Hypertension, or high blood pressure, is highly prevalent amongst world populations and is a major contributor to premature death and disability.48 According to the World Health Organization, 1.13 billion people are affected by elevated blood pressure worldwide.49 This number may be even higher when considering the updated American College of Cardiology/American Heart Association (ACC/AHA) Guidelines for the Prevention, Detection, Evaluation and Management of High Blood Pressure in Adults.50 The new ACC/AHA guidelines categorize Stage 1 hypertension at 130/80 mm Hg, rather than 140/90 mm Hg.
Several studies have indicated that periodontal disease and hypertension are related, but differences in population characteristics, diagnostic criteria and risk factors make it difficult to determine exactly how they are related.51 According to a retrospective study evaluating dental records of 90 patients that underwent periodontal therapy, a possible relationship between periodontal disease and hypertension was reported.52 A systematic review and meta-analysis found that periodontal diseases, especially severe periodontitis, were associated with a higher risk of hypertension.51 In a study by Lira-Junior and colleagues, it was noted that patients with hypertension demonstrated significantly higher counts of P. melaninogenica.34 Patients with hypertension and generalized bone loss had higher counts of S. mitis in their saliva.34 However, the medical conditions were disclosed through self-report, rather than a clinical examination and results should be considered accordingly.

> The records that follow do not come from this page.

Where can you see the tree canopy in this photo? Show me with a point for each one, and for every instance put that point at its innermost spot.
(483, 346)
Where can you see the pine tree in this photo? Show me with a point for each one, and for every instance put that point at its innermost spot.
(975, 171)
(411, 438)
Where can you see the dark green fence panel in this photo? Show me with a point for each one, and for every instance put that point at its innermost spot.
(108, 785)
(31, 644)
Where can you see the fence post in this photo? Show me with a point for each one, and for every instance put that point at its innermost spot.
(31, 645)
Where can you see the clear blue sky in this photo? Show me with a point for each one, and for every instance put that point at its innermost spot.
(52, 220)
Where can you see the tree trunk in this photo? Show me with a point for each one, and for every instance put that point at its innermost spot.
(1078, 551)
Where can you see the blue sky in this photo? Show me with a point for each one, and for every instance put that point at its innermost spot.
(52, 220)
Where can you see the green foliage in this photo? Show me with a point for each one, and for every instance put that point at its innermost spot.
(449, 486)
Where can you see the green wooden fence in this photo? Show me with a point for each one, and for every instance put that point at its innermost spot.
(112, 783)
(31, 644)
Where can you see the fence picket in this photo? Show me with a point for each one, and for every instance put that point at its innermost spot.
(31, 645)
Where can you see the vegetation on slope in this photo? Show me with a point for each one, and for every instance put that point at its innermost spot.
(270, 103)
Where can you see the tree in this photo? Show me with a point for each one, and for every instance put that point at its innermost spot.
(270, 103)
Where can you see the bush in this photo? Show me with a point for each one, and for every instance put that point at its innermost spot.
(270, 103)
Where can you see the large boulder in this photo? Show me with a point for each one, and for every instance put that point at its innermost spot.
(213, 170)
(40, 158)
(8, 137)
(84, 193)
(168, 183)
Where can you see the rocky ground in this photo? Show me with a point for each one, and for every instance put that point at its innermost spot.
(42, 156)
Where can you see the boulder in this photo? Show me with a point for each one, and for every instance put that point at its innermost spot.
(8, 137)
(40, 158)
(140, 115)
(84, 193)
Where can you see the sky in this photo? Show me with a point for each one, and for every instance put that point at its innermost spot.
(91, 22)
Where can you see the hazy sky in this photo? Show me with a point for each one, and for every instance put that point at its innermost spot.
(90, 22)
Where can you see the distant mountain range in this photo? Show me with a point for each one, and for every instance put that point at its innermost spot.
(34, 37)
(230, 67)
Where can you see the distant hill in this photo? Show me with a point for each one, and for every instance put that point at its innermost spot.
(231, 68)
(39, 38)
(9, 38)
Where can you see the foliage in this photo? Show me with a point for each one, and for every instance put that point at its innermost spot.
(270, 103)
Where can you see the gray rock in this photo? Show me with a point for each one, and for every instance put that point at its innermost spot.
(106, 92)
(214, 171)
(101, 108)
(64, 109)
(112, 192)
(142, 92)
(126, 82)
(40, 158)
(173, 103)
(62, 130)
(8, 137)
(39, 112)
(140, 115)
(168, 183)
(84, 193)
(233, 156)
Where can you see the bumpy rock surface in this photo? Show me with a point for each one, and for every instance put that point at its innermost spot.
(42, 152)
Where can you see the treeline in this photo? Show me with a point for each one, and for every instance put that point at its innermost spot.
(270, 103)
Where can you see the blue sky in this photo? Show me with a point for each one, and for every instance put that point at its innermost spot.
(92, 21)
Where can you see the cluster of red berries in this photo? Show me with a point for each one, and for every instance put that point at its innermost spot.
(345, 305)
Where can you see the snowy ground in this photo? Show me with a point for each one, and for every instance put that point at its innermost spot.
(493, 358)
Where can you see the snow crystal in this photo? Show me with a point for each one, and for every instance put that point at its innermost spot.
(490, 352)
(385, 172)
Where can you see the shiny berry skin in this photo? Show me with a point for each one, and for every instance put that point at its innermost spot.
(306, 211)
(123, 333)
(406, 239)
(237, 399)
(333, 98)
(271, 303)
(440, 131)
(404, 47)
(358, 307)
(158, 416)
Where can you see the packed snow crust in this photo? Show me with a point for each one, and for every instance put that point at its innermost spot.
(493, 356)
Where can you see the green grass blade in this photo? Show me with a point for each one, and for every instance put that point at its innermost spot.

In a study involving Japanese university students, periodontal disease was shown to be a risk factor for hypertension.48 Specific clinical factors, such as clinical attachment level and the number of missing teeth, were associated with increased systolic blood pressure in postmenopausal women who were not currently being treated for hypertension.53 The findings suggested that the cumulative effects of oral disease may be related to blood pressure control.53 However, it could also indicate that positive and negative habits accumulate over time. Thus, patients who floss most likely also exhibit other healthy behaviors, such as exercising and eating healthy food.